Wolsey’s shape illustrated his passion for cuisine, but beneath the effulgent flesh and appearance of health lay a weakness of digestion that must be catered to absolutely. It was the master cook of the privy kitchen’s job to keep the internal workings of his master as finely tuned as a well-oiled clock, for as the Wolsey-clock functioned, so prospered the realm. Wolsey had been the secret power that planned England’s future since the death of the shrewd, stingy old king who had fathered Henry the Eighth. Under Wolsey’s capable management had come all the business neglected by an amusement-loving young king. Whenever there were statutes to consider, treaties to ponder, papers to be inspected before signing, in short, whenever dull work enclosed in a cabinet threatened, the king was only too happy to have Wolsey stand beside his stirrup and say, “Don’t let this matter spoil your day’s hunting, Your Majesty. Take your princely pleasure where you will, while I, your humble servant, shoulder the dull duties of the council and dispatch your business entirely according to your will.”
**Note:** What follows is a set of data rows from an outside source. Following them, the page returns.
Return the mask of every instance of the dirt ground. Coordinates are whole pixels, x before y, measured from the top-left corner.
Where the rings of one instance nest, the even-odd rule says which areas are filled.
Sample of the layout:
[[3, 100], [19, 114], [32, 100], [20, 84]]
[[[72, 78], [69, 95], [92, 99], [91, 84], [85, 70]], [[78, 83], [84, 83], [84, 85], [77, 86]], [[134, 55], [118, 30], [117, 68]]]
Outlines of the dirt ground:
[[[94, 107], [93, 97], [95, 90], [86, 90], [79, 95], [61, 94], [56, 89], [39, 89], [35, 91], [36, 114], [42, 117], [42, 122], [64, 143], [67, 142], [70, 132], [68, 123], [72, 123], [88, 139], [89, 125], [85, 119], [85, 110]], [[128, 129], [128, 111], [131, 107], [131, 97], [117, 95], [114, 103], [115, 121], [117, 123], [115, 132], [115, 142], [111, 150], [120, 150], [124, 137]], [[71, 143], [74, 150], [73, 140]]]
So well had Wolsey done that prince’s will in the dull matters of business that dull money, dull manors, and dull bishoprics had fallen like ripe fruit into the King’s Almoner’s busy, if plump, hands. At this time two great projects occupied entire compartments in his multicompartmented and ever-calculating mind, beyond the project of tomorrow’s dinner, which occupied a section that might be called “miscellaneous, recurring.” The first project was the search for a manor located near the capital city, but free from its pestilential airs. Wolsey feared illness as only a man with complex and far-reaching plans can. And so he employed tasters, hired physicians, and procured water from faraway sources. The thought that so humble a thing as poisoned air might lay low his grandest schemes offended him; he preferred enemies of rank. He had secured the lease of a place on the river called Hampton Court where his physicians had assured him the air was salubrious; now a part of him was given over to planning a residence worthy of his splendor.
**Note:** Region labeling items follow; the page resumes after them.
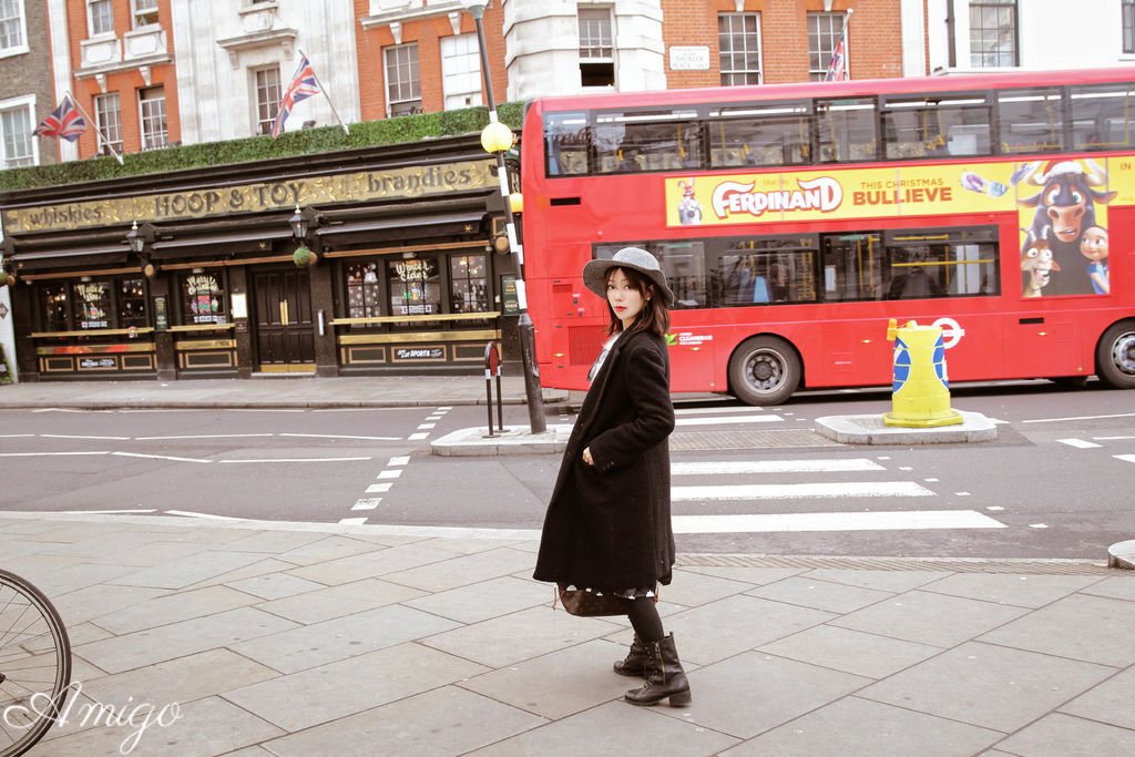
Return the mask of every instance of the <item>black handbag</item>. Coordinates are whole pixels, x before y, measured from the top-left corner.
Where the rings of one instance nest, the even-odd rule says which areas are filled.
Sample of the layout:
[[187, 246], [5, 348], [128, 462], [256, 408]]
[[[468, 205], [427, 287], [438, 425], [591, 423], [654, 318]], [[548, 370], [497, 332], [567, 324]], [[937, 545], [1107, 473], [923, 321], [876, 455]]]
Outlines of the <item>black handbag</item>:
[[[614, 592], [598, 594], [587, 589], [569, 589], [565, 586], [557, 586], [556, 596], [552, 600], [552, 609], [556, 608], [557, 600], [569, 615], [579, 615], [580, 617], [627, 614], [628, 599]], [[658, 602], [657, 592], [654, 595], [654, 600]]]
The second project, rather less personal but no less dear to him, involved the complete realignment of the powers of Europe, in England’s favor, of course. The centerpiece to this plan was the engineering of an alliance with England’s greatest enemy, France, which would offset the power of Spain and the Holy Roman Emperor. But the key to the plan was a woman, or, rather, a flirtatious, lighthearted, spoiled girl of seventeen, Mary Tudor, the king’s younger sister. Just as Wolsey had been worrying about how to approach his project, and almost as if God had willed it, the King of France’s wife had died. Through secret negotiations (how convenient de Longueville had been!) Wolsey had offered the King of France Henry’s newly widowed sister, Margaret, the Queen of Scotland. But the old king had rejected her. The Queen of Scotland, the king had heard, was old and stout, having already reached her twenty-fifth birthday.